Courses and Service Learning
You might ask what service learning is and why we include it in every course in the education program.
Both are very good questions.
Service learning includes academic work that is completed along with practical work in the community, such that the practical work helps students learn academic theories. An added benefit is that students not only learn theories that come alive and are made more concrete through working in the community, they also have an opportunity to serve.
In most cases, service learners are beginners or relative beginners, and for this reason they learn far more than they serve. Still, the goal of service learning is to create some reciprocity, so there is always a service component as well.
Service learning is a proven pedagogical method with a long history.
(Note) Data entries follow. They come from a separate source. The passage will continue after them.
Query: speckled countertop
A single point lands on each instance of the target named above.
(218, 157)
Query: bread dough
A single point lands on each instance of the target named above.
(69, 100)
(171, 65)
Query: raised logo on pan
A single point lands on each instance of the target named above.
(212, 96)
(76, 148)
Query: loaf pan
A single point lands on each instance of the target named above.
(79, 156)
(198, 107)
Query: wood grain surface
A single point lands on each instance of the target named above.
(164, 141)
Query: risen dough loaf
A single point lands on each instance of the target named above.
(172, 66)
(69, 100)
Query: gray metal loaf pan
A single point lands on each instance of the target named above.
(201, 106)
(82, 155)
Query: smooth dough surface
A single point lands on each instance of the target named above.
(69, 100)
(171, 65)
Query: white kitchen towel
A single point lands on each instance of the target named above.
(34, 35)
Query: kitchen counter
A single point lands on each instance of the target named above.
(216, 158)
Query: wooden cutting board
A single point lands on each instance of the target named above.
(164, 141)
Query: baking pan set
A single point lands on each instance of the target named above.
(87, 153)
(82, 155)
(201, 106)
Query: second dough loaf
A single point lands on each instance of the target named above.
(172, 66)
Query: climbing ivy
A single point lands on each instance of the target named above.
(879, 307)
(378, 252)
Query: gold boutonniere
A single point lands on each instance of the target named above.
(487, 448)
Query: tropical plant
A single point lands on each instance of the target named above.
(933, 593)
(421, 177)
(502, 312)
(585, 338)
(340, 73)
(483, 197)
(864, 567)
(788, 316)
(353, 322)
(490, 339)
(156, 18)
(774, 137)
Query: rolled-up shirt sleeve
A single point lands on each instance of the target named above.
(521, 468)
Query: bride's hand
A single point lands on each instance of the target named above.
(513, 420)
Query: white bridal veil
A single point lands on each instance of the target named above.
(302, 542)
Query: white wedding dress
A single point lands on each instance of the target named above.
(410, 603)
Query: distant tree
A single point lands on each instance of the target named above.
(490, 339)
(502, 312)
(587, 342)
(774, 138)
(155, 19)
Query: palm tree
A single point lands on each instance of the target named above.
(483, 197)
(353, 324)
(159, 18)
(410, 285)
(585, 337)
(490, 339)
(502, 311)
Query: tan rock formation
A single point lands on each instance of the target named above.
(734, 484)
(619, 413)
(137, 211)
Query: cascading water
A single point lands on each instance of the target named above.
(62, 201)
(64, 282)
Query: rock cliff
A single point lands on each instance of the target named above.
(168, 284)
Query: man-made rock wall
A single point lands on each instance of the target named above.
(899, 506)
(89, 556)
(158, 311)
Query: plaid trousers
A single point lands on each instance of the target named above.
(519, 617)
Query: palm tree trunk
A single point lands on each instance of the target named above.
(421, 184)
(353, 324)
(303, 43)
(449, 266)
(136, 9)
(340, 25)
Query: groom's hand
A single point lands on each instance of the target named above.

Have a look at the National Youth Leadership Council’s website for more information click here.
For another good resource see the Corporation for National and Community Service: click here
There is a long tradition in education and in learning to teach, that beginners observe and assist experienced teachers in order to find out if they are suited to the teaching profession and to begin to develop teaching skills. We aim to help students achieve these goals through their coursework and service learning experiences.
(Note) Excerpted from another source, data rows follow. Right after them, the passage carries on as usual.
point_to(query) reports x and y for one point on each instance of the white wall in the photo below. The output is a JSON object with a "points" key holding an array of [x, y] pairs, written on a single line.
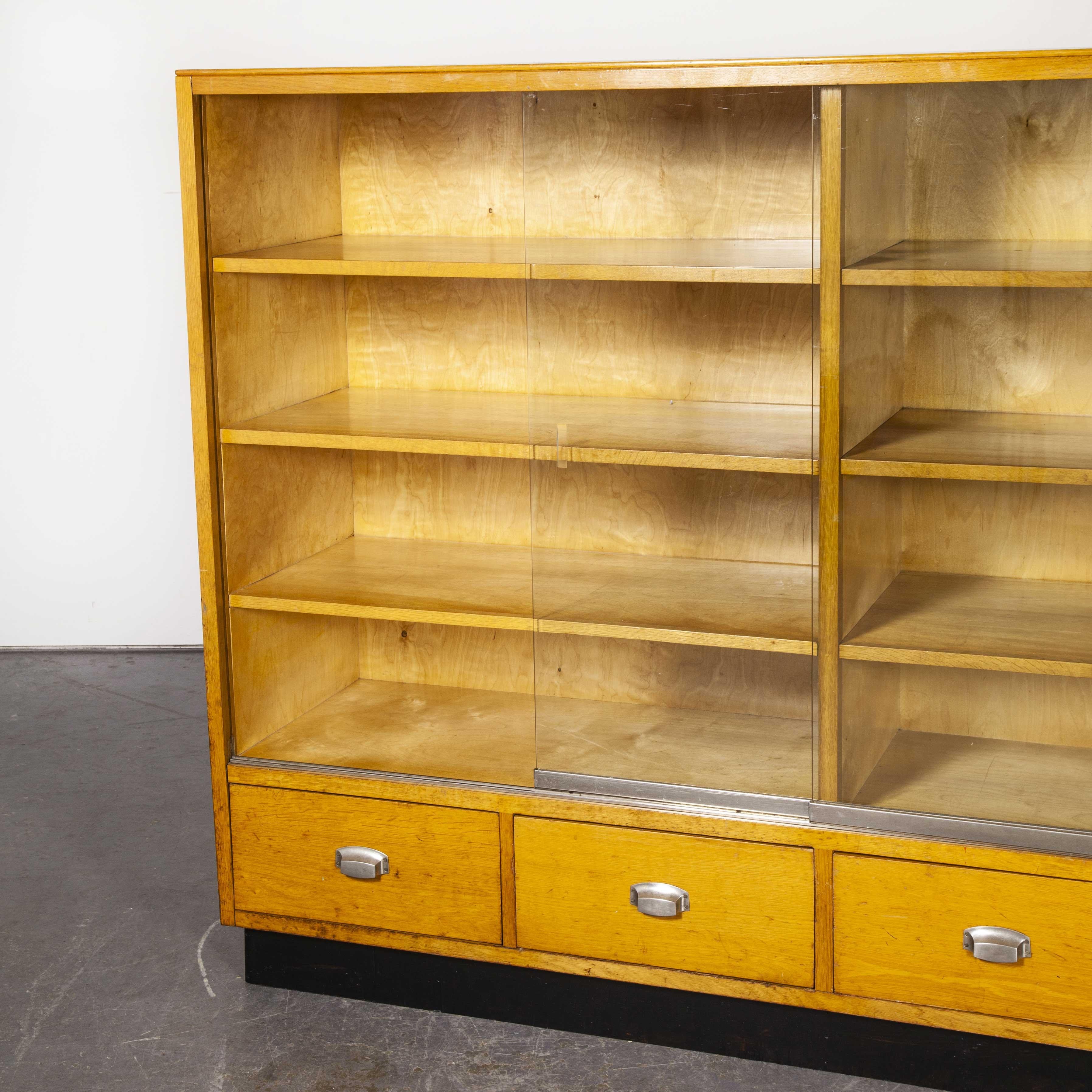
{"points": [[98, 542]]}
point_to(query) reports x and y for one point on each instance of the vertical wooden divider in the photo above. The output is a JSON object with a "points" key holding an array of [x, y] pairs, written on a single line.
{"points": [[830, 440], [205, 463]]}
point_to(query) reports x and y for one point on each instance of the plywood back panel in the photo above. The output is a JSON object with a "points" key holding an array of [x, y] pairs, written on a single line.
{"points": [[284, 665], [997, 529], [437, 335], [1004, 350], [452, 498], [282, 505], [872, 361], [280, 340], [874, 170], [672, 512], [653, 673], [662, 340], [447, 656], [448, 164], [1001, 161], [670, 164], [1037, 709], [272, 171]]}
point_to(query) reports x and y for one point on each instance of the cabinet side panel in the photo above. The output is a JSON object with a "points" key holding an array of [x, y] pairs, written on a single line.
{"points": [[282, 505], [286, 664], [280, 340], [875, 170], [663, 340], [272, 171], [1001, 161], [203, 401]]}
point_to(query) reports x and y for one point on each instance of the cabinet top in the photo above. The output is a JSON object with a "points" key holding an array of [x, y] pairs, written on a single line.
{"points": [[913, 68]]}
Just as text-based academic work increases in difficulty and complexity as students advance in their studies, so, too, does service learning. Here are a few examples: In Sewanee’s education program, students begin in the introductory course (Ed 161 Educational Psychology) by tutoring as they are studying theories of child development, learning and motivation. The Instructional Technology course has students working with teachers on using technology to teach a variety of subjects and grade levels. As they study Environmental Education, students work with children in after school programs as they explore the natural environment. Reading to children and selecting appropriate books for young readers helps Sewanee students learn about Children’s Literature in that course. In the 300 level education courses, students help teachers present lessons, conduct ethnographic research on local school-community relations and develop short courses for after school programs.